C'est l'heure du thé. Massoumeh nous apporte des tasses et du sucre. Je relevé la tête et sort de mes songes. La tête dans les étoiles, je ne sais pas qui de Timur ou de moi rêvera le plus longtemps de cette journée et de toutes celles qui nous attendent encore, quelque part sur les Routes de la Soie...

[Chapitre 8] Quelques jours de plus a Kashan

Jour 2 : Kashan. Arrivée fin d'après midi, départ le lendemain en fin de journée pour passer une nuit a Abyaneh.
Voilà donc ce que nous avions savamment pensé dans notre itinéraire papier. Itinéraire préparé à la hâte avant notre départ. Des mots sur le papier pour dessiner une route.

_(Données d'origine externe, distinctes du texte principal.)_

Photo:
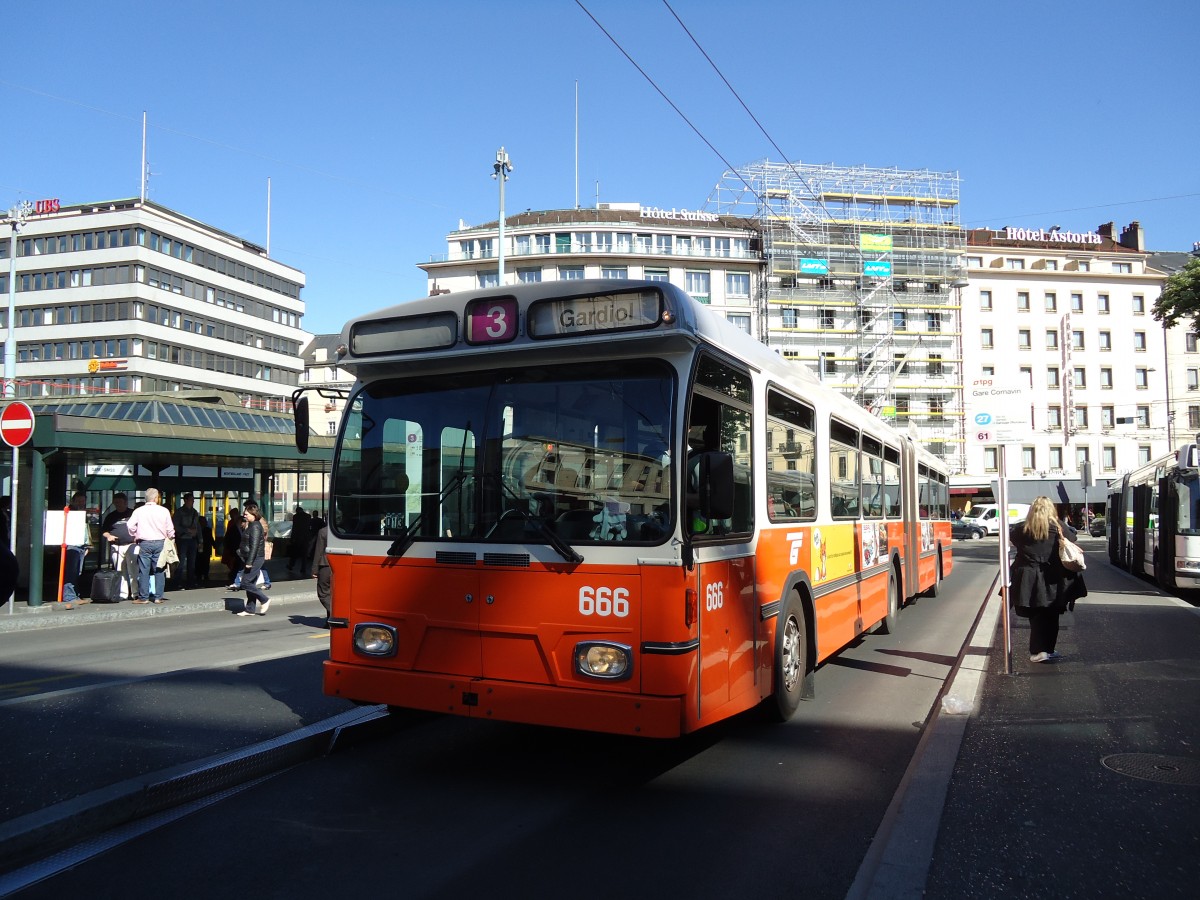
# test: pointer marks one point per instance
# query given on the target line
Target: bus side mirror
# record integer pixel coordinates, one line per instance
(715, 485)
(300, 415)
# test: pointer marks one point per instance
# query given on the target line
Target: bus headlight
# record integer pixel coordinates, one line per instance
(375, 640)
(600, 659)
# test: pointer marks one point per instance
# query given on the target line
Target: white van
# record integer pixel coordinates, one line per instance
(987, 515)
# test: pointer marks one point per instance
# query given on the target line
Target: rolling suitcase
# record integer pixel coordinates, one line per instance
(106, 587)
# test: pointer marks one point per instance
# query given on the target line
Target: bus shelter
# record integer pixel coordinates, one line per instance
(204, 442)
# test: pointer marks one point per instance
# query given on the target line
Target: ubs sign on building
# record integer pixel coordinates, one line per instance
(1069, 313)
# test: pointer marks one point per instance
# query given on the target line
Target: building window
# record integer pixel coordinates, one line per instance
(741, 319)
(737, 285)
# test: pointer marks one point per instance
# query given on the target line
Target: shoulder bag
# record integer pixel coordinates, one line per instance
(1071, 556)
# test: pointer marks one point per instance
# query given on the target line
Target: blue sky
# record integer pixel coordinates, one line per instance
(377, 123)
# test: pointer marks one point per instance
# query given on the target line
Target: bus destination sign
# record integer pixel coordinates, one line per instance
(589, 315)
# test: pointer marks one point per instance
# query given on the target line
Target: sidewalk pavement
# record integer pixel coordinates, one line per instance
(1079, 778)
(17, 615)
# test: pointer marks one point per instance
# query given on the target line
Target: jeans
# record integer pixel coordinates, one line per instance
(148, 555)
(71, 571)
(186, 574)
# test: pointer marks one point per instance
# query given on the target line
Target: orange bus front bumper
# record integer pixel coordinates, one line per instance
(508, 701)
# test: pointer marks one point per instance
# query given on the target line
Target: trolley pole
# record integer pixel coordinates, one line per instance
(502, 168)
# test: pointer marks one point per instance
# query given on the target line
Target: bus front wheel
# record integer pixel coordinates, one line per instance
(791, 660)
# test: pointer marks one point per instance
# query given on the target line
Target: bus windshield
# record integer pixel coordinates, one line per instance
(575, 454)
(1188, 492)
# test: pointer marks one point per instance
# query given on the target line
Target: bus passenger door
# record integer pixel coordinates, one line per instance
(726, 612)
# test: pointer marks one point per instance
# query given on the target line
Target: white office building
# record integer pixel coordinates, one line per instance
(127, 295)
(1069, 315)
(717, 259)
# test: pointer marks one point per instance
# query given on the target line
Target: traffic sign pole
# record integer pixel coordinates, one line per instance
(16, 430)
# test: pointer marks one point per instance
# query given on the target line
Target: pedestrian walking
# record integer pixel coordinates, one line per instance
(253, 555)
(187, 540)
(298, 541)
(1041, 587)
(150, 527)
(322, 573)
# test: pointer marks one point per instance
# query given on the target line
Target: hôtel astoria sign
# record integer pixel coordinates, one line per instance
(1041, 235)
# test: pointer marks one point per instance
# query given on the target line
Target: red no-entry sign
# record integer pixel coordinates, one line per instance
(17, 424)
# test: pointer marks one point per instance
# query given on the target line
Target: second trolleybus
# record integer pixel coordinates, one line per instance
(1153, 520)
(597, 504)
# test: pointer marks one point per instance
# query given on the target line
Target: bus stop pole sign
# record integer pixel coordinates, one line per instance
(999, 413)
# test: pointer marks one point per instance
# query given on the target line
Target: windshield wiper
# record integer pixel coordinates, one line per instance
(401, 545)
(552, 539)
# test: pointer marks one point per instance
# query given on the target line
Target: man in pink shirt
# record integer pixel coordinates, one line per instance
(150, 526)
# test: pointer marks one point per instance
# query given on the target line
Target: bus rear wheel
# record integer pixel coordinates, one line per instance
(888, 625)
(791, 660)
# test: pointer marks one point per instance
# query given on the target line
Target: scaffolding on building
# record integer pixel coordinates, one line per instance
(863, 275)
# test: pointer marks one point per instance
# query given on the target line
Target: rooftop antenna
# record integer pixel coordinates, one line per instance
(143, 177)
(576, 143)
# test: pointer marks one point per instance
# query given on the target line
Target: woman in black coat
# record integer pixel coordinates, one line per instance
(1039, 586)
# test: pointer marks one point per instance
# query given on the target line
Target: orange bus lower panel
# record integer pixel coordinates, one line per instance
(508, 701)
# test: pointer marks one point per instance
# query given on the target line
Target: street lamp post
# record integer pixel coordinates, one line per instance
(17, 216)
(502, 168)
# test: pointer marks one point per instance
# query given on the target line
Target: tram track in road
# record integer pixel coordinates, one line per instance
(40, 845)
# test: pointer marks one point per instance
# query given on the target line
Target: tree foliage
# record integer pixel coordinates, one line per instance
(1181, 297)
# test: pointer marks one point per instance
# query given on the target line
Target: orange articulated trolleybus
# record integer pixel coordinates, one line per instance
(597, 504)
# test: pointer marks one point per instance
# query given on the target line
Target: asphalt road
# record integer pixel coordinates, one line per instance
(447, 807)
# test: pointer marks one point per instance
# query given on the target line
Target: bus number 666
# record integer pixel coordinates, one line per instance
(604, 601)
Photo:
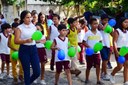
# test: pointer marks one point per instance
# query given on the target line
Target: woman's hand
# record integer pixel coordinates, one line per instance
(29, 40)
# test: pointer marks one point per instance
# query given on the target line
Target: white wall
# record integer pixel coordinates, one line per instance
(45, 9)
(36, 2)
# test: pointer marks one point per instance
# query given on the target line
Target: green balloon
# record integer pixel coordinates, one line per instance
(69, 44)
(108, 29)
(48, 44)
(97, 47)
(71, 52)
(79, 48)
(123, 51)
(37, 35)
(15, 55)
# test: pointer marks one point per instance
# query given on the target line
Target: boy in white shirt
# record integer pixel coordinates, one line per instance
(61, 43)
(92, 37)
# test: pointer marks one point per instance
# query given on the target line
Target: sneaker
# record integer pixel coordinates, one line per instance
(2, 75)
(106, 77)
(100, 83)
(35, 82)
(126, 83)
(112, 79)
(9, 76)
(42, 82)
(77, 72)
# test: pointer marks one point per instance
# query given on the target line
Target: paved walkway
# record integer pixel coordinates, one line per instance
(49, 77)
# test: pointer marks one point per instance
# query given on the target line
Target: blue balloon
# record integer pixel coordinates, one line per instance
(61, 55)
(50, 22)
(89, 51)
(112, 22)
(121, 59)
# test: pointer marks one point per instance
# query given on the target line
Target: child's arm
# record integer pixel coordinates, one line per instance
(9, 44)
(18, 40)
(49, 32)
(54, 46)
(85, 44)
(115, 38)
(0, 38)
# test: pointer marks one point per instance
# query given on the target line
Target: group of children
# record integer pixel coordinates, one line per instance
(73, 30)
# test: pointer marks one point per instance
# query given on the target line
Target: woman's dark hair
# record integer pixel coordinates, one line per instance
(33, 12)
(82, 21)
(71, 20)
(38, 24)
(5, 26)
(39, 20)
(92, 20)
(22, 15)
(62, 26)
(56, 15)
(120, 26)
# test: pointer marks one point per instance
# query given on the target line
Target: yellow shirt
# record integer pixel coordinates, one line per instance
(45, 29)
(72, 37)
(13, 44)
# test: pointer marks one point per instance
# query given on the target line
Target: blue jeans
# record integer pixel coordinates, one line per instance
(29, 55)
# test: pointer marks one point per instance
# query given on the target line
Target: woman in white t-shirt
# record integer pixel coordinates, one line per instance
(28, 53)
(119, 40)
(42, 53)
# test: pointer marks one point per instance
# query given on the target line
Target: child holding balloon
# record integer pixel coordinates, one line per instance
(4, 49)
(92, 37)
(60, 44)
(13, 48)
(106, 47)
(42, 54)
(53, 33)
(73, 39)
(120, 40)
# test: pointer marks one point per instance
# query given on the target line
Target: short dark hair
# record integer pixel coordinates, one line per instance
(82, 21)
(23, 15)
(16, 19)
(5, 26)
(104, 16)
(92, 20)
(61, 26)
(71, 20)
(56, 15)
(15, 25)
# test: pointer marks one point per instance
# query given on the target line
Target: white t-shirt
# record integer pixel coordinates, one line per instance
(62, 44)
(27, 32)
(81, 36)
(54, 32)
(40, 45)
(106, 39)
(122, 39)
(91, 38)
(4, 49)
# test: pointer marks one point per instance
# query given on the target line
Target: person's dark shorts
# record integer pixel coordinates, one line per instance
(105, 53)
(5, 58)
(61, 65)
(126, 56)
(93, 60)
(42, 55)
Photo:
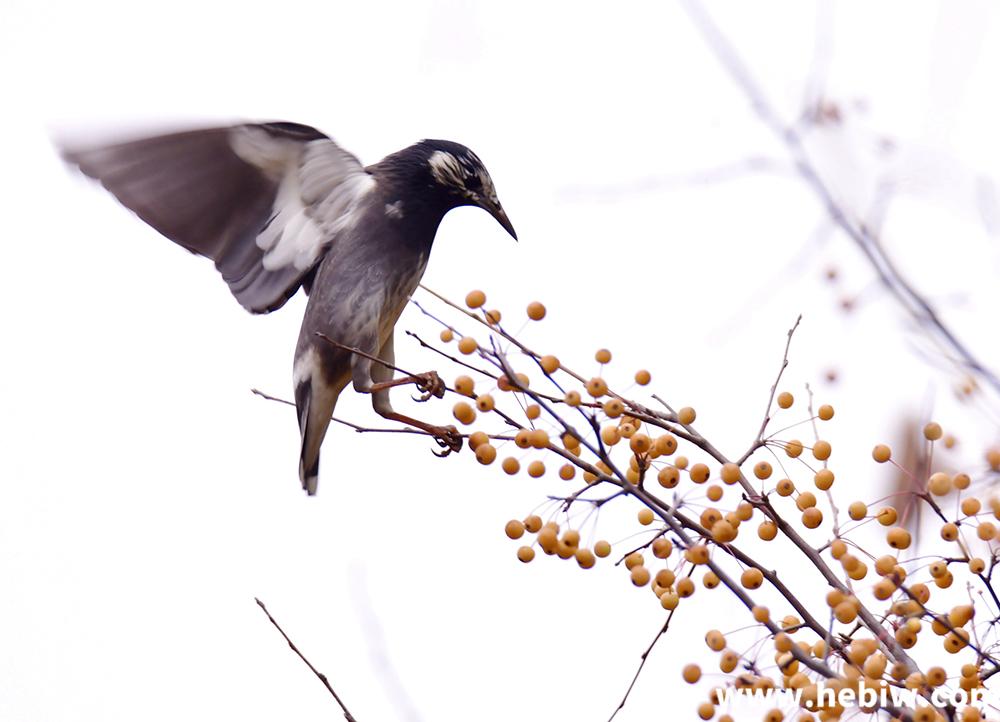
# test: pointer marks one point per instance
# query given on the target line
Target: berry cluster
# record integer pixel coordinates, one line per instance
(529, 412)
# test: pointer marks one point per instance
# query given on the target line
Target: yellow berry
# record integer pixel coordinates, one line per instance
(898, 538)
(465, 386)
(536, 311)
(697, 554)
(805, 500)
(767, 530)
(812, 518)
(475, 299)
(665, 578)
(463, 412)
(971, 506)
(933, 431)
(533, 523)
(486, 454)
(691, 673)
(640, 443)
(785, 487)
(699, 473)
(665, 445)
(514, 529)
(613, 408)
(597, 387)
(640, 576)
(668, 477)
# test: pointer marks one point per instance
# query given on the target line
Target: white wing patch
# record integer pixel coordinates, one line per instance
(319, 194)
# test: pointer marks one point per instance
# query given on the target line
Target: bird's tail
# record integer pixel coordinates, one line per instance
(314, 418)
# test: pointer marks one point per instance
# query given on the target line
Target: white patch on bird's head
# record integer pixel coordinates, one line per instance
(464, 173)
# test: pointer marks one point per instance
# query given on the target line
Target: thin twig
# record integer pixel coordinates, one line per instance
(642, 663)
(915, 304)
(319, 675)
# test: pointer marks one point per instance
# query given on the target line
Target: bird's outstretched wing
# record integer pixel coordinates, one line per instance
(263, 201)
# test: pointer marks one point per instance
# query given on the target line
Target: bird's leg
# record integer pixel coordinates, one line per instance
(430, 384)
(376, 379)
(447, 437)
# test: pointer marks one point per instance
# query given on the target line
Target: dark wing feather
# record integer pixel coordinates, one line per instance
(235, 195)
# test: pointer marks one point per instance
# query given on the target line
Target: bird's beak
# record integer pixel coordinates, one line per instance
(497, 211)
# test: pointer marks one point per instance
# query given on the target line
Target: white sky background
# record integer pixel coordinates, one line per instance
(146, 496)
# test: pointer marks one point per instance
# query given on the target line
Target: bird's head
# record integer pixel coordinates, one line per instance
(463, 177)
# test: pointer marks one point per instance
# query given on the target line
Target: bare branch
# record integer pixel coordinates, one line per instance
(319, 675)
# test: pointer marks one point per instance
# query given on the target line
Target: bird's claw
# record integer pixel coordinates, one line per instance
(448, 438)
(430, 386)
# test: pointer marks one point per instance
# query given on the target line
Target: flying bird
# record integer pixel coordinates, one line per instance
(280, 206)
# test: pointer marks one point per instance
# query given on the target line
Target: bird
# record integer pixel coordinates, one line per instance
(280, 206)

Notre route. Notre rencontre avec Massoumeh et Ali va changer la donne.

Monsieur Ali est venu nous chercher au terminus du bus en provenance de Téhéran. Massoumeh est arrivée une heure plus tard, après l'école. Elle est institutrice, dans une école proche de la maison. Nous faisons connaissance. Immédiatement, l'alchimie opère. Les éclats de rire ne tardent pas. Notre farsi est débutant, leur anglais est approximatif. Qu'importe.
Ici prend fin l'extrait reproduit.